Het plangebied is in de PRV aangemerkt als 'landelijk gebied'. Binnen dit gebied is verstedelijking toegestaan binnen bebouwingsenclaves of bebouwingslinten, onder de voorwaarde dat de verstedelijking resulteert in verhoging van de ruimtelijke kwaliteit en dat de belangen van bestaande omringende functies niet onevenredig worden aangetast. Het plangebied maakt deel uit van een bebouwingslint. Door de gronden als tuin in gebruik te nemen, zal de ruimtelijke kwaliteit ter plaatse worden verbeterd. Er worden geen belangen van de omliggende functies (wonen) aangetast. De voorgenomen verstedelijking is in het plangebied dus toegestaan. Het initiatief past binnen het provinciale beleid.

3.2 Gemeentelijk beleid

Geldend bestemmingsplan

Ter plaatse van het plangebied geldt het bestemmingsplan 'Buitengebied Rhenen'. Het plangebied heeft hierin de bestemming 'Agrarisch'. Daarnaast gelden de dubbelbestemming 'Waarde - Archeologie' en de gebiedsaanduiding 'overige zone - hoge verwachtingswaarde'.

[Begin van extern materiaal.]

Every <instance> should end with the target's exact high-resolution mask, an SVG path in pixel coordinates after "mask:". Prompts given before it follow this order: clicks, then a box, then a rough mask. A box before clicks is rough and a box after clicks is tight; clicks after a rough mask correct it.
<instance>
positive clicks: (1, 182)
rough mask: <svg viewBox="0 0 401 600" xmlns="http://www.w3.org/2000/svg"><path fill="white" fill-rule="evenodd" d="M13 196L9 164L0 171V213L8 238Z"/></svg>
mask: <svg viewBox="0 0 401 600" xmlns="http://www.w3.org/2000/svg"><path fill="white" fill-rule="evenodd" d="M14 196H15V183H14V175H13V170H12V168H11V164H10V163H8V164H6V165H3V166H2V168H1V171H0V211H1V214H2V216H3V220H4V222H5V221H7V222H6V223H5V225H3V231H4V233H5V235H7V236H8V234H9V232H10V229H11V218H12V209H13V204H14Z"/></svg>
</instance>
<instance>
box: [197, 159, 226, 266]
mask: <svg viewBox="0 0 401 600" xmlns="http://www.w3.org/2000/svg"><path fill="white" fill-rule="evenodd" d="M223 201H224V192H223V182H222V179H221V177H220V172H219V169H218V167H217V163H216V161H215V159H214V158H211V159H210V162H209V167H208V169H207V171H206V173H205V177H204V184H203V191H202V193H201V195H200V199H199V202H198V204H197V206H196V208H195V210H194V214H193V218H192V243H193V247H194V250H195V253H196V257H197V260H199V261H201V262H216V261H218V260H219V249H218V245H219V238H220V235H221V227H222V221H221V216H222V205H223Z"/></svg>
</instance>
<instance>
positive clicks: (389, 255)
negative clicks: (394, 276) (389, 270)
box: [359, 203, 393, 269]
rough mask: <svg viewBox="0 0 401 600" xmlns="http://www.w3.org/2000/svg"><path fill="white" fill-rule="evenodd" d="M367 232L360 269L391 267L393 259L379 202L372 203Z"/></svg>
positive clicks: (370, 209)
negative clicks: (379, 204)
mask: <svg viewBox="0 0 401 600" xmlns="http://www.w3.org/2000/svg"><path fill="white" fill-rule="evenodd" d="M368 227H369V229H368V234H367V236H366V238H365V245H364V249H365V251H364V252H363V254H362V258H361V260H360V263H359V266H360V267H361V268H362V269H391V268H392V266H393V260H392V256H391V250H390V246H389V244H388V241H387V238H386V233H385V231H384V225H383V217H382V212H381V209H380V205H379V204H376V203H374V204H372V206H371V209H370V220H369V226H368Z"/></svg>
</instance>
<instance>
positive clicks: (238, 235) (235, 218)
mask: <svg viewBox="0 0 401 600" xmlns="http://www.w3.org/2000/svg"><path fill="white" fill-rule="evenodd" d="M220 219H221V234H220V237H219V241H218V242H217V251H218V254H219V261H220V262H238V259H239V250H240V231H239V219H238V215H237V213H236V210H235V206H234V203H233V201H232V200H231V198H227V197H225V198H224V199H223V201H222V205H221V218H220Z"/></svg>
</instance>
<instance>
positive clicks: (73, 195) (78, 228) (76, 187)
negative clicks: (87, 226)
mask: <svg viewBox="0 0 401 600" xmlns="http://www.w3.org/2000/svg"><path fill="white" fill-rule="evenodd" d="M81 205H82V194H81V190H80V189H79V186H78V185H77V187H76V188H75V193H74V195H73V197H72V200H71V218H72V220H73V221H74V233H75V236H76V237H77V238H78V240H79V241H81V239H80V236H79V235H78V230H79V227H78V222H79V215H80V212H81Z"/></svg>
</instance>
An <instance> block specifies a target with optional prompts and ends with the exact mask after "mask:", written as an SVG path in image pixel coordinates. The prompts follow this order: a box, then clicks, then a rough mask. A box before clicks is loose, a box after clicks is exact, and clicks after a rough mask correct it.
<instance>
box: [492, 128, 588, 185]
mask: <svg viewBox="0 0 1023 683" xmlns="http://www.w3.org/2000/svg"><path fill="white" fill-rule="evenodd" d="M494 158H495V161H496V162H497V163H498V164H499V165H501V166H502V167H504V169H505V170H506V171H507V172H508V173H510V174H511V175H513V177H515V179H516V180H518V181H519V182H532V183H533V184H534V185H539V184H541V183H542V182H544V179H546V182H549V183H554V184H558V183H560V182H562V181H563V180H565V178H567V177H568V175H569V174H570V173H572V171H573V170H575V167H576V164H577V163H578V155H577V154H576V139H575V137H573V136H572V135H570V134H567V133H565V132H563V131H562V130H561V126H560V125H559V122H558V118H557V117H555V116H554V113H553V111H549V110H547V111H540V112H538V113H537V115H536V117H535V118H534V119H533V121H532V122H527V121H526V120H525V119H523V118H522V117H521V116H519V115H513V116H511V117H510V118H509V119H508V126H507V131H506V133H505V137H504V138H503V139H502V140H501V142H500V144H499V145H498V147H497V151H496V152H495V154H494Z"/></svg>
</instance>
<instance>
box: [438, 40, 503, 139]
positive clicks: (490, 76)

afbeelding "i_NL.IMRO.0340.BPFranseweg14-VA01_0004.png"

Uitsnede verbeelding 'Buitengebied Rhenen' met plangebied rood omlijnd

Het gebruik als tuin is binnen de bestemming 'Agrarisch' niet toegestaan. Met voorliggend bestemmingsplan wordt de bestemming binnen het plangebied van 'Agrarisch' omgezet naar 'Wonen', zonder de toevoeging van een woning/bouwvlak.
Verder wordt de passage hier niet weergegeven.